Does Oolong Tea Produce any Side Effects?

For the most part oolong tea, like green and black tea, is not believed to produce any significant adverse side effects when drunk in moderation. However, some people are of a mind that if X amount of anything is good then XX must be even better. In most cases that’s not so. And it’s not the case with oolong tea either. Drinking more than 5 or 6 cups of oolong per day may produce one or more of the following side effects:

  • Diarrhea – Oolong has been known to produce diarrhea when consumed in unnaturally large quantities. Drinking one or two cups per day however should not cause any problem.
  • Hypokalemia – Hypokalemia is defined as having too little potassium in your blood. It is believed that excessive amounts of oolong tea can interfere with potassium absorption and contribute to the development of hypokalemia (12).
  • Vitamin B1 deficiency – While it is extremely rare Vitamin B1, also known as thiamin, can sometimes be affected by excessive amounts of oolong tea. This thiamine deficiency can lead to a serious condition known as beriberi (13).
  • Excessive bleeding – Circumstantial evidence suggests that excessive consumption of oolong tea may interfere with the normal clotting action of the blood. Therefore, those with clotting issues should talk to their doctor before drinking oolong.
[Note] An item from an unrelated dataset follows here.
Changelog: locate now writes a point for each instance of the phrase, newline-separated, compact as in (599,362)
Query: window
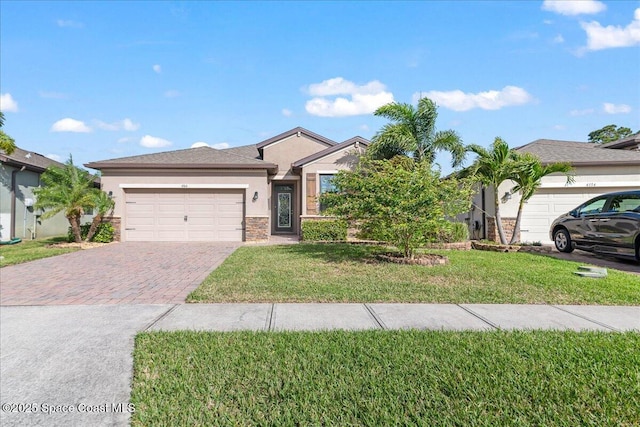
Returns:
(593,207)
(326,186)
Again, these side effects only come into play if one is consuming large amounts of oolong tea on a daily basis (typically more than 5 or 6 cups per day every day). But even then, however, a person may not develop any of them. We present them here strictly out of an abundance of caution.

What’s the Best Way to Make Oolong Tea?

Tea masters and other purists will insist that no good can come from using tea bags. We appreciate where they’re coming from but not everyone has the time to deal with high quality loose oolong tea leaves. So our recommendation would be to use the loose teas when time and circumstances permit and keep some bags on hand just in case.
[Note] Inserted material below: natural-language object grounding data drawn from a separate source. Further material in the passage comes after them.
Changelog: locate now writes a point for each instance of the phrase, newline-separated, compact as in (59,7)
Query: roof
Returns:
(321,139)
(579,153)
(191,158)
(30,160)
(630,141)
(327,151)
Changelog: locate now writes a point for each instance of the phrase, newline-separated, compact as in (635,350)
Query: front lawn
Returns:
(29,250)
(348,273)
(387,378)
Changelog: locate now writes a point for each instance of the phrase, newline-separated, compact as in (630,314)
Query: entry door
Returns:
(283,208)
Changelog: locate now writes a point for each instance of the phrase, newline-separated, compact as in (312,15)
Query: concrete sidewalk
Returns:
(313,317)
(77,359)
  • When brewing loose oolong tea it’s typically recommended you use two teaspoons of tea for every 8 ounces of water.
  • The water should be hot, not boiling, with a temperature between 195 and 205 Fahrenheit.
  • If you have no way to measure the temperature then bring the water to a boil and let it sit for 2 minutes before using it.
  • Oolong should be left to steep for 2 or 3 minutes. You’ll need to try different steeping times to find the one that sits best with you.
  • In most cases high quality oolong tea leaves can be reused several times before they need to be discarded.

Conclusion

Whether you call it black dragon tea, wulong tea, oolong tea or just oolong you’re going to love the taste and aromatic qualities of this ancient beverage. But oolong is more than just an ideal beverage around which to build a relaxing interlude. It also provides a wealth of benefits for your heart, head, bones, immune system and more. On top of all that scientific studies confirm it can actually help you lose weight. If you haven’t tried oolong tea pick up one of the fine products on our list and find out what all the fuss is about. You might never go back to your green tea again.